Iceland, “the first country to be run like a hedge fund“, was the original warning sign of the current financial crisis. Today’s chaos in the country, following its rejection of the €4bn bank compensation deal agreed with the UK and The Netherlands, may similarly prove to be the fore-runner of the next stage in the crisis.
Back in March, the blog suggested that public reaction to the financial crisis would probably follow the Phases first described by Elizabeth Kubler Ross:
• Denial that any change is taking place
• Then Anger at the implications of the change
• Bargaining to reduce its magnitude
• Depression as reality begins to be confronted
• Finally acceptance of what has happened
Today, some are still in Denial mode – particularly those in financial markets, who claim to believe in a rapid V-shaped recovery back to 2007 Boom levels. This Denial of reality is helping to fuel a rapid rise in Anger amongst the rest of the population – particularly as 2009 bonus payments seem likely to reach $65bn.
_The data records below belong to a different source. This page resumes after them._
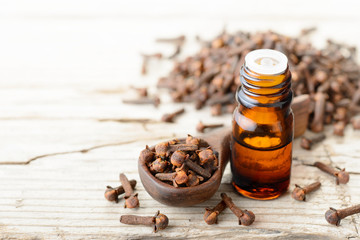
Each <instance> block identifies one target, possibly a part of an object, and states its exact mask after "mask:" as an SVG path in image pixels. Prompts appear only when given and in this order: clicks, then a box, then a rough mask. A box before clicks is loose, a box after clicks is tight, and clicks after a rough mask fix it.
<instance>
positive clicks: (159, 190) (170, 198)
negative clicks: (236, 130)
mask: <svg viewBox="0 0 360 240" xmlns="http://www.w3.org/2000/svg"><path fill="white" fill-rule="evenodd" d="M230 133H231V130H230V129H221V130H219V131H214V132H211V133H209V134H205V135H203V136H201V137H200V138H201V142H200V147H207V146H211V148H212V149H213V150H214V151H216V152H218V153H219V168H218V169H217V170H216V171H215V172H214V173H213V175H212V176H211V177H210V178H209V179H208V180H207V181H205V182H203V183H201V184H199V185H197V186H194V187H174V186H171V185H169V184H167V183H164V182H162V181H160V180H158V179H157V178H155V177H154V176H153V175H152V174H151V172H150V170H149V168H148V167H147V166H146V164H145V162H144V161H140V159H139V161H138V170H139V175H140V179H141V182H142V184H143V186H144V188H145V190H146V191H147V192H148V193H149V194H150V196H151V197H152V198H153V199H155V200H157V201H158V202H160V203H163V204H165V205H169V206H176V207H188V206H192V205H195V204H199V203H202V202H204V201H206V200H208V199H209V198H211V197H212V196H213V195H214V194H215V193H216V191H217V190H218V188H219V186H220V183H221V179H222V176H223V172H224V169H225V167H226V165H227V163H228V162H229V157H230V136H231V134H230ZM180 141H184V139H182V140H180Z"/></svg>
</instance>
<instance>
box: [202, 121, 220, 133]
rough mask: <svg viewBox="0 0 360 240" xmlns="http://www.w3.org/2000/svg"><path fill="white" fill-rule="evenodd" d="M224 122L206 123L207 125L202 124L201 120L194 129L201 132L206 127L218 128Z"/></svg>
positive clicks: (202, 130)
mask: <svg viewBox="0 0 360 240" xmlns="http://www.w3.org/2000/svg"><path fill="white" fill-rule="evenodd" d="M223 126H224V124H208V125H205V124H203V123H202V122H201V121H200V122H199V123H198V124H197V125H196V130H197V131H198V132H201V133H203V132H204V130H205V129H207V128H219V127H223Z"/></svg>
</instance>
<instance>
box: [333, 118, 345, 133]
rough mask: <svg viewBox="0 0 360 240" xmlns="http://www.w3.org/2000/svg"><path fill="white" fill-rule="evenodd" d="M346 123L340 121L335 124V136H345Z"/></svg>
mask: <svg viewBox="0 0 360 240" xmlns="http://www.w3.org/2000/svg"><path fill="white" fill-rule="evenodd" d="M345 126H346V123H345V122H344V121H339V122H337V123H335V124H334V135H337V136H344V130H345Z"/></svg>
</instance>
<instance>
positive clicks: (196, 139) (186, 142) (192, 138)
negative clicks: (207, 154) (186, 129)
mask: <svg viewBox="0 0 360 240" xmlns="http://www.w3.org/2000/svg"><path fill="white" fill-rule="evenodd" d="M185 143H186V144H191V145H197V146H199V144H200V139H198V138H195V137H193V136H191V135H190V134H188V136H187V138H186V140H185Z"/></svg>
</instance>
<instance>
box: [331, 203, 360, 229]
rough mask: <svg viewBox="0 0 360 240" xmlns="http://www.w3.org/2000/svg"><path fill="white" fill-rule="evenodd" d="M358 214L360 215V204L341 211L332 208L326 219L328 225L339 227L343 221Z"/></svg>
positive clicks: (349, 207) (342, 209)
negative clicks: (354, 215) (340, 223)
mask: <svg viewBox="0 0 360 240" xmlns="http://www.w3.org/2000/svg"><path fill="white" fill-rule="evenodd" d="M357 213H360V204H358V205H355V206H352V207H348V208H345V209H340V210H336V209H334V208H330V209H329V210H327V211H326V213H325V219H326V221H328V223H330V224H333V225H336V226H339V225H340V221H341V219H343V218H346V217H347V216H350V215H354V214H357Z"/></svg>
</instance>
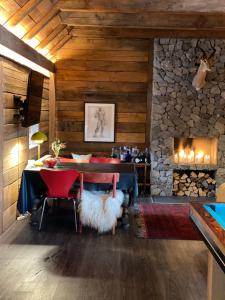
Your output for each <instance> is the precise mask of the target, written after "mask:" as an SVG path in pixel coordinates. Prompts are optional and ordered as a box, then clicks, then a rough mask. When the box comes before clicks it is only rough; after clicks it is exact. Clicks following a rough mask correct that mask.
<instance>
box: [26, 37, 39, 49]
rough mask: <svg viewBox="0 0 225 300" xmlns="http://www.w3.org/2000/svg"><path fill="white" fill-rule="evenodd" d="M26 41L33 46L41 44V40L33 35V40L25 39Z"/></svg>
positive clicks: (27, 43) (36, 45)
mask: <svg viewBox="0 0 225 300" xmlns="http://www.w3.org/2000/svg"><path fill="white" fill-rule="evenodd" d="M24 42H25V43H26V44H28V45H29V46H31V47H32V48H35V47H37V45H39V44H40V41H39V40H38V39H37V38H36V37H33V38H32V39H31V40H24Z"/></svg>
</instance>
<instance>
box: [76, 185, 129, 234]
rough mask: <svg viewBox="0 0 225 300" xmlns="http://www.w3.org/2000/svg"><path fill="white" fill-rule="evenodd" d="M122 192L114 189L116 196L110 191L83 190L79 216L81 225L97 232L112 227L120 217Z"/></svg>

In the US, Nobel laureate Paul Krugman is now warning that “there’s a populist rage building in this country, and President Obama’s kid-gloves treatment of the bankers has put Democrats on the wrong side of this rage“. If such Anger, however understandable, comes to dominate political debate, then it will become very difficult to move to a Bargaining phase that seeks to mitigate the major problems we now face.